Coreset sampling is a critical component of PatchCore that reduces the memory bank size from potentially millions of patch features to a manageable subset, while preserving the representation quality. This enables efficient storage and fast inference without sacrificing detection performance.
Why Coreset Sampling?
Without subsampling, the memory requirements would be prohibitive:
Example: For a dataset with 200 training images at 224×224 resolution:
Patches per image: 56 × 56 = 3,136
Total patches: 200 × 3,136 = 627,200 patches
With 1024-dim features: ~2.4 GB of memory
After 10% coreset sampling:
Sampled patches: ~62,720 patches
Memory: ~240 MB (10× reduction)
Sampling Strategies
PatchCore provides three sampling strategies:
Identity Sampler No sampling - uses all features
Random Sampler Random subset selection
Greedy Coreset Intelligent diversity-based selection
IdentitySampler
The simplest sampler that returns all features unchanged:
class IdentitySampler :
def run (
self , features : Union[torch.Tensor, np.ndarray]

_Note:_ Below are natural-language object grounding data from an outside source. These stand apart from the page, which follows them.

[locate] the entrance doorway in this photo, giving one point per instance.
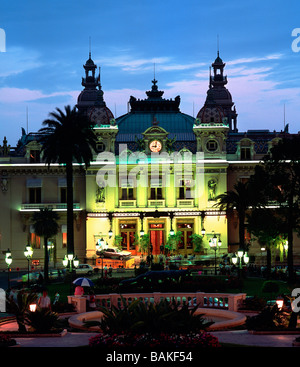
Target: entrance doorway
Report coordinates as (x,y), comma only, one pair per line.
(157,239)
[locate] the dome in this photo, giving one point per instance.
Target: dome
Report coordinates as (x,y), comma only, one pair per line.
(209,114)
(100,115)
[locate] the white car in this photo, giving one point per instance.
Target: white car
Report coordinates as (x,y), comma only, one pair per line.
(114,253)
(84,269)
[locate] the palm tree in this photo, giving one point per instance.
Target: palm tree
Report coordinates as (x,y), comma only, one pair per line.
(45,225)
(68,137)
(268,228)
(240,199)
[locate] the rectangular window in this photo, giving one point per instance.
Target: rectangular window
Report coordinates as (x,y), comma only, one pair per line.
(127,232)
(185,189)
(64,240)
(127,193)
(35,195)
(35,241)
(156,193)
(63,194)
(187,231)
(35,156)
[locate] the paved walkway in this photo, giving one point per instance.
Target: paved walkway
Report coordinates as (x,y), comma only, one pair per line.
(241,337)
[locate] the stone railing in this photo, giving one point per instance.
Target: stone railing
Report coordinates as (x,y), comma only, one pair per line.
(225,301)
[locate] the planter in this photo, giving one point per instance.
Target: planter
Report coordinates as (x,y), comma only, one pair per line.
(34,335)
(274,332)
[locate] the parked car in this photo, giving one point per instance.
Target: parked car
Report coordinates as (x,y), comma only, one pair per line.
(150,278)
(53,274)
(114,253)
(84,269)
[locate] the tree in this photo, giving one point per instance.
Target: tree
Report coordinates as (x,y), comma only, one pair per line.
(173,241)
(240,199)
(282,166)
(268,228)
(197,241)
(68,137)
(45,225)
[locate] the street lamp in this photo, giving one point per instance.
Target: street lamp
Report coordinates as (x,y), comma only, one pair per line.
(71,263)
(8,260)
(100,247)
(242,257)
(28,252)
(214,244)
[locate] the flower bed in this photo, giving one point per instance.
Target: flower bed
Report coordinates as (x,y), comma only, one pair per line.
(161,341)
(7,341)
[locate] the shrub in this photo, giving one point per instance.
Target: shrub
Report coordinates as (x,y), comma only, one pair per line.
(162,317)
(253,303)
(161,341)
(270,287)
(270,318)
(42,320)
(6,341)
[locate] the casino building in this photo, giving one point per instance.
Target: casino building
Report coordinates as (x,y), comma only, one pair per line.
(156,170)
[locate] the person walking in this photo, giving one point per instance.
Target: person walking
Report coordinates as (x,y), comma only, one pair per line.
(44,301)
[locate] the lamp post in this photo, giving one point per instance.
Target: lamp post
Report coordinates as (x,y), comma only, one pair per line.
(100,245)
(214,244)
(70,262)
(8,260)
(240,258)
(28,252)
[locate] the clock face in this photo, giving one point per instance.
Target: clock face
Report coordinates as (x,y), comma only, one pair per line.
(155,146)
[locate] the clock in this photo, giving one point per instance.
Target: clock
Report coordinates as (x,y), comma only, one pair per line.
(155,146)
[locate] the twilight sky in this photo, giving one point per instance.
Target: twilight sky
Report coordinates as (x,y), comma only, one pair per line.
(47,42)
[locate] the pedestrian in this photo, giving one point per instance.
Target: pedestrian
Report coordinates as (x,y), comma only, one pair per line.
(79,291)
(44,301)
(92,300)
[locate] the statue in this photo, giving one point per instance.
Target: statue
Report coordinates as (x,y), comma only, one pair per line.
(212,185)
(100,195)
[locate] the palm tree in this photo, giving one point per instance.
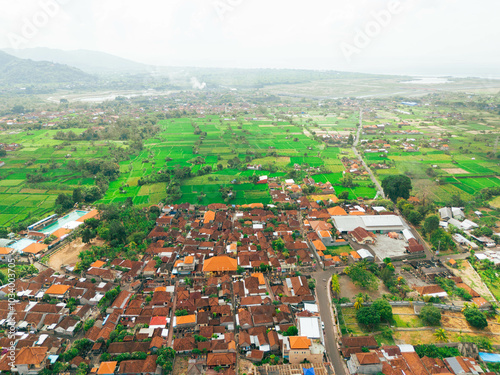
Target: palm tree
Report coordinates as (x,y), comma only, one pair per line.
(441,334)
(466,306)
(359,302)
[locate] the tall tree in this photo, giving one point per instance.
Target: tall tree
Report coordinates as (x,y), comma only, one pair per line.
(397,186)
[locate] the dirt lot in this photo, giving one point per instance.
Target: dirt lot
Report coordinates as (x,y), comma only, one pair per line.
(466,272)
(246,367)
(427,337)
(455,170)
(457,321)
(69,253)
(414,337)
(349,290)
(402,310)
(180,365)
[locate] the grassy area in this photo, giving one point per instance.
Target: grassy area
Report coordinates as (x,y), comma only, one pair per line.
(407,321)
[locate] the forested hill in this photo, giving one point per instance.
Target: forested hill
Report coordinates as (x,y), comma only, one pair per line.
(16,71)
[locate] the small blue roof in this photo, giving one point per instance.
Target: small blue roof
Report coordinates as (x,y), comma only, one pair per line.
(489,357)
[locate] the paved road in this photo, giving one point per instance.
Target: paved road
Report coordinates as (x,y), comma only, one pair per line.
(356,141)
(331,337)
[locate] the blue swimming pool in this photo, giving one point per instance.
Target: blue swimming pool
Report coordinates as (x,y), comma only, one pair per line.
(21,244)
(72,216)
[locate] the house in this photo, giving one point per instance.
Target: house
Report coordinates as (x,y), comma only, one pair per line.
(445,213)
(58,291)
(107,368)
(221,359)
(139,366)
(457,213)
(185,321)
(209,217)
(221,263)
(6,253)
(297,349)
(337,211)
(325,237)
(185,266)
(319,246)
(35,249)
(431,291)
(256,167)
(30,360)
(355,256)
(366,255)
(362,236)
(364,363)
(414,247)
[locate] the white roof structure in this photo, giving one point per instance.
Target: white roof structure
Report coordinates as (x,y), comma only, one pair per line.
(467,224)
(481,256)
(369,222)
(457,213)
(309,327)
(312,307)
(407,234)
(364,254)
(406,348)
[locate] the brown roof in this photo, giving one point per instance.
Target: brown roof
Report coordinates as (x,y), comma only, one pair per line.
(415,364)
(367,358)
(31,356)
(221,359)
(359,342)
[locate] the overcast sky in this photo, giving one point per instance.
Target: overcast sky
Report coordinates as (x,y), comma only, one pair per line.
(434,37)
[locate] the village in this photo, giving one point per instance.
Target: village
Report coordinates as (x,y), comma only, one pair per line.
(231,289)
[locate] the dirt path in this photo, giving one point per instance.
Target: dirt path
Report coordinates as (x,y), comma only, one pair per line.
(69,253)
(472,279)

) -> Union[torch.Tensor, np.ndarray]:
return features
Use IdentitySampler for small datasets or when memory is not a constraint.
RandomSampler
Randomly selects a percentage of features:
class RandomSampler ( BaseSampler ):
def __init__ ( self , percentage : float ):
super (). __init__ (percentage)
def run (
self , features : Union[torch.Tensor, np.ndarray]
) -> Union[torch.Tensor, np.ndarray]:
"""Randomly samples input feature collection.
Args:
features: [N x D]
"""
num_random_samples = int ( len (features) * self .percentage)

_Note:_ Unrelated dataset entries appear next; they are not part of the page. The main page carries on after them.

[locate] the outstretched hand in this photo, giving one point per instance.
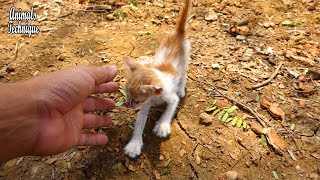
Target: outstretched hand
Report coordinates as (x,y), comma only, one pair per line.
(58,107)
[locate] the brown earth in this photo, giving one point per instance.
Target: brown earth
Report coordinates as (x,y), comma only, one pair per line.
(70,36)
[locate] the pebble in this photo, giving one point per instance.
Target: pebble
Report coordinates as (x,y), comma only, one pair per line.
(240,38)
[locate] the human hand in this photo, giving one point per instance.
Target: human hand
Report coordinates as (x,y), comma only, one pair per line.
(57,108)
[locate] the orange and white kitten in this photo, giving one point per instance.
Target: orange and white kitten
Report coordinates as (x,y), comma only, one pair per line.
(163,82)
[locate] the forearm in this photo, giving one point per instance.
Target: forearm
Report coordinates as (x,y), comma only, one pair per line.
(18,129)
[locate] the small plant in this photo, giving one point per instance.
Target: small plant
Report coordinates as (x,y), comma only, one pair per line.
(227,115)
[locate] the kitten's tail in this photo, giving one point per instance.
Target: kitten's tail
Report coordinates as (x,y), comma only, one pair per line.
(181,24)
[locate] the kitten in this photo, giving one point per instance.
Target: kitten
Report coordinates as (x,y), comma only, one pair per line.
(163,82)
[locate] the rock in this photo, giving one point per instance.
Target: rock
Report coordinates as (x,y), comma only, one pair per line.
(243,30)
(211,16)
(10,164)
(240,38)
(206,118)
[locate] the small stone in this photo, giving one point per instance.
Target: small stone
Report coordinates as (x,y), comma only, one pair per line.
(211,16)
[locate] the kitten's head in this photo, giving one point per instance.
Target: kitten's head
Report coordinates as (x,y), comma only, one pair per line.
(142,83)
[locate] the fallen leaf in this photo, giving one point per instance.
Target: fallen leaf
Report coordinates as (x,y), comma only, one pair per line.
(274,140)
(276,111)
(164,172)
(230,175)
(51,160)
(157,174)
(222,103)
(182,152)
(205,118)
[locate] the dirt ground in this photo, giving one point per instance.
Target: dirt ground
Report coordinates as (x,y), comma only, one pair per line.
(228,54)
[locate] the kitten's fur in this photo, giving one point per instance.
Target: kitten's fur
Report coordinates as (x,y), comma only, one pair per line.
(163,82)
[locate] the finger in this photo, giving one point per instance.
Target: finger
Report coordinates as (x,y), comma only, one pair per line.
(96,104)
(107,87)
(95,121)
(92,139)
(101,74)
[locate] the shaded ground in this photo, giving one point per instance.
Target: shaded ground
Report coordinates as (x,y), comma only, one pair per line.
(289,27)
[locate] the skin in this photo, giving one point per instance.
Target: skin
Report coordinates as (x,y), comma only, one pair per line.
(46,115)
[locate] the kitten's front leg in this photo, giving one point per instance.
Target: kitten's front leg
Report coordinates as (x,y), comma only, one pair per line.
(162,127)
(133,148)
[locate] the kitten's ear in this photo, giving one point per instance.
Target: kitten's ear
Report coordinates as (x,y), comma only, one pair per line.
(130,63)
(154,90)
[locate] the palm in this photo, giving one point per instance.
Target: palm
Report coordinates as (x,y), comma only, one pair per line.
(67,106)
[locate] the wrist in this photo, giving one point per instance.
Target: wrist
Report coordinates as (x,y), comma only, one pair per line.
(18,120)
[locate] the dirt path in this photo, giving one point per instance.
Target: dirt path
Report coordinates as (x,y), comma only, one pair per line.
(277,31)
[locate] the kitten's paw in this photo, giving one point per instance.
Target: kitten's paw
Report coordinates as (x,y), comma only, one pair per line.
(162,129)
(181,93)
(133,149)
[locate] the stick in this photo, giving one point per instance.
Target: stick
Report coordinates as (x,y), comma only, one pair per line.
(65,15)
(268,80)
(243,106)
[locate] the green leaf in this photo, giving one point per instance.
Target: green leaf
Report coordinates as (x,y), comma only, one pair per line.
(225,117)
(117,166)
(123,92)
(239,123)
(167,162)
(263,139)
(163,171)
(234,121)
(231,109)
(119,103)
(275,174)
(215,112)
(228,120)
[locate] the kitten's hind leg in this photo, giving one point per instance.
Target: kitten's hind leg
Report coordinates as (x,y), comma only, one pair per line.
(182,87)
(162,127)
(133,148)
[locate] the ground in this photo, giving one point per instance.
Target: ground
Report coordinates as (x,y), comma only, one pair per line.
(235,44)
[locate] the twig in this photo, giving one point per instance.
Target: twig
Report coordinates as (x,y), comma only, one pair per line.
(65,15)
(243,106)
(131,49)
(268,80)
(16,51)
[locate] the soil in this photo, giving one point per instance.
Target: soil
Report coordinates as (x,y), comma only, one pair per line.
(225,56)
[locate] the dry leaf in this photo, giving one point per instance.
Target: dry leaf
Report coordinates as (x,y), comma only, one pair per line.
(230,175)
(51,160)
(265,103)
(157,174)
(276,111)
(222,103)
(274,140)
(182,152)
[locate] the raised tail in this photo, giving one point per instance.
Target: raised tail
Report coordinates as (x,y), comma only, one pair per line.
(184,14)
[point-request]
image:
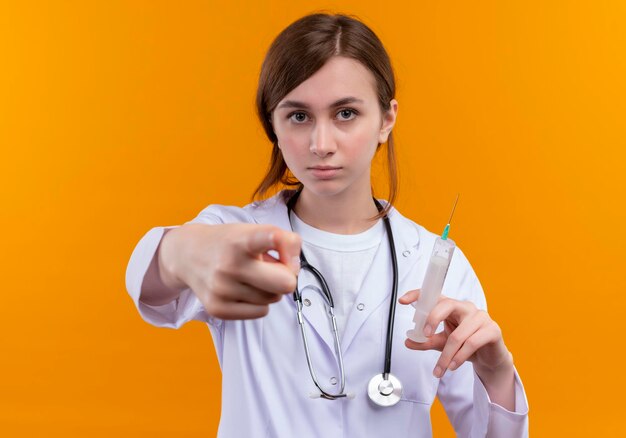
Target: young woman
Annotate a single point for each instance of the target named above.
(326, 101)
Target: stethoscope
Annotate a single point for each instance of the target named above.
(383, 389)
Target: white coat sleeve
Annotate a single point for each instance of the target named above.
(187, 307)
(465, 398)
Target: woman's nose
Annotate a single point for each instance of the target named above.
(322, 141)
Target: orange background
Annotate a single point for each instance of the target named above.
(118, 116)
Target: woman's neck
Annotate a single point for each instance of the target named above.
(344, 213)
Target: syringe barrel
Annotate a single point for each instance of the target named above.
(433, 284)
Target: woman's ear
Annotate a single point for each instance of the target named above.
(388, 122)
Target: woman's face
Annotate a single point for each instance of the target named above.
(329, 127)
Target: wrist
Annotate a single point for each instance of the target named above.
(166, 252)
(499, 376)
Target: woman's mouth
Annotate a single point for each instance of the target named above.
(325, 172)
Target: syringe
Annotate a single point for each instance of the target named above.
(433, 281)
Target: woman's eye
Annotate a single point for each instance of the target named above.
(298, 117)
(347, 114)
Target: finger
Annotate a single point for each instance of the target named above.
(435, 342)
(288, 245)
(444, 309)
(477, 341)
(238, 310)
(273, 277)
(261, 239)
(467, 328)
(265, 238)
(409, 297)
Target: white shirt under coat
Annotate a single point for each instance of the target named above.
(265, 378)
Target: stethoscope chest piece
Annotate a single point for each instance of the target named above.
(384, 392)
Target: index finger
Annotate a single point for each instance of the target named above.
(286, 243)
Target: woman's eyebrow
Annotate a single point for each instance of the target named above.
(340, 102)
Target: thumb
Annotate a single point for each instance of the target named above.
(288, 245)
(409, 297)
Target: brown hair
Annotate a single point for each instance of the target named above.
(296, 54)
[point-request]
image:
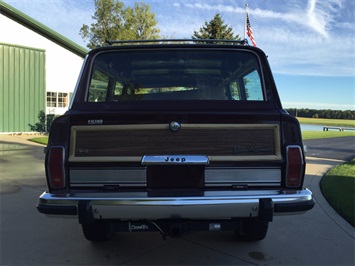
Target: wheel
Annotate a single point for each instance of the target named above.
(98, 231)
(252, 229)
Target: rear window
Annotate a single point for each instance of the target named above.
(175, 75)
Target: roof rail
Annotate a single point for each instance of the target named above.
(160, 41)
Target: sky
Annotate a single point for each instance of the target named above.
(310, 43)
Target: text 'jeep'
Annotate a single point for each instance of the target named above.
(175, 137)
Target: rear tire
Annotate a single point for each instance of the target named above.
(252, 229)
(98, 231)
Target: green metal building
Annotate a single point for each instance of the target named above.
(28, 67)
(22, 87)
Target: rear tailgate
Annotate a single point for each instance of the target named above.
(180, 154)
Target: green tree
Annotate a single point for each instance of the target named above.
(141, 23)
(113, 21)
(215, 29)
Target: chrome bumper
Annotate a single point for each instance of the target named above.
(213, 205)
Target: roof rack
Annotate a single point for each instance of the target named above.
(160, 41)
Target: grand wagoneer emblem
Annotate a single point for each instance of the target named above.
(174, 126)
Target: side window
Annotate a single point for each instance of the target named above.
(234, 89)
(253, 88)
(98, 87)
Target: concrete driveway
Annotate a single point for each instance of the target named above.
(319, 237)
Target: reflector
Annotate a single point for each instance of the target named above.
(294, 166)
(55, 166)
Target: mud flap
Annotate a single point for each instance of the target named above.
(266, 210)
(85, 212)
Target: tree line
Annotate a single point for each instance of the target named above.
(114, 21)
(325, 113)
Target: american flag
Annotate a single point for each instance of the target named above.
(249, 31)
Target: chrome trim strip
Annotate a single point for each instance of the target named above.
(243, 175)
(174, 159)
(107, 176)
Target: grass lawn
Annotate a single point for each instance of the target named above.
(327, 122)
(338, 187)
(40, 140)
(326, 134)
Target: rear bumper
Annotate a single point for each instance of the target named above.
(213, 205)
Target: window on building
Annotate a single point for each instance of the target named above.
(58, 99)
(51, 99)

subset_indices = np.random.choice(
len (features), num_random_samples, replace = False
)
subset_indices = np.array(subset_indices)

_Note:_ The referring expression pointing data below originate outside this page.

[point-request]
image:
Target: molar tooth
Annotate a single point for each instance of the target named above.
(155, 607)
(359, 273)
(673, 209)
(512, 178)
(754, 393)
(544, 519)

return features[subset_indices]
Random sampling is fast but may miss important feature diversity. Use it as a baseline comparison.
GreedyCoresetSampler
The recommended sampling strategy that selects a diverse subset using a greedy farthest-point algorithm:
class GreedyCoresetSampler ( BaseSampler ):
def __init__ (
self ,
percentage : float ,
device : torch.device,
dimension_to_project_features_to = 128 ,
):
"""Greedy Coreset sampling base class."""
super (). __init__ (percentage)
self .device = device
self .dimension_to_project_features_to = dimension_to_project_features_to
Dimensionality Reduction for Speed
To accelerate distance computations, features are projected to a lower dimension:
def _reduce_features ( self , features ):
if features.shape[ 1 ] == self .dimension_to_project_features_to:
return features
mapper = torch.nn.Linear(
features.shape[ 1 ], self .dimension_to_project_features_to, bias = False
)
_ = mapper.to( self .device)
features = features.to( self .device)
return mapper(features)
The random projection is only used for distance computation during sampling. The original high-dimensional features are returned for the memory bank.
Core Algorithm
The greedy coreset selection algorithm:
def _compute_greedy_coreset_indices ( self , features : torch.Tensor) -> np.ndarray:
"""Runs iterative greedy coreset selection.
Args:
features: [NxD] input feature bank to sample.
"""
distance_matrix = self ._compute_batchwise_differences(features, features)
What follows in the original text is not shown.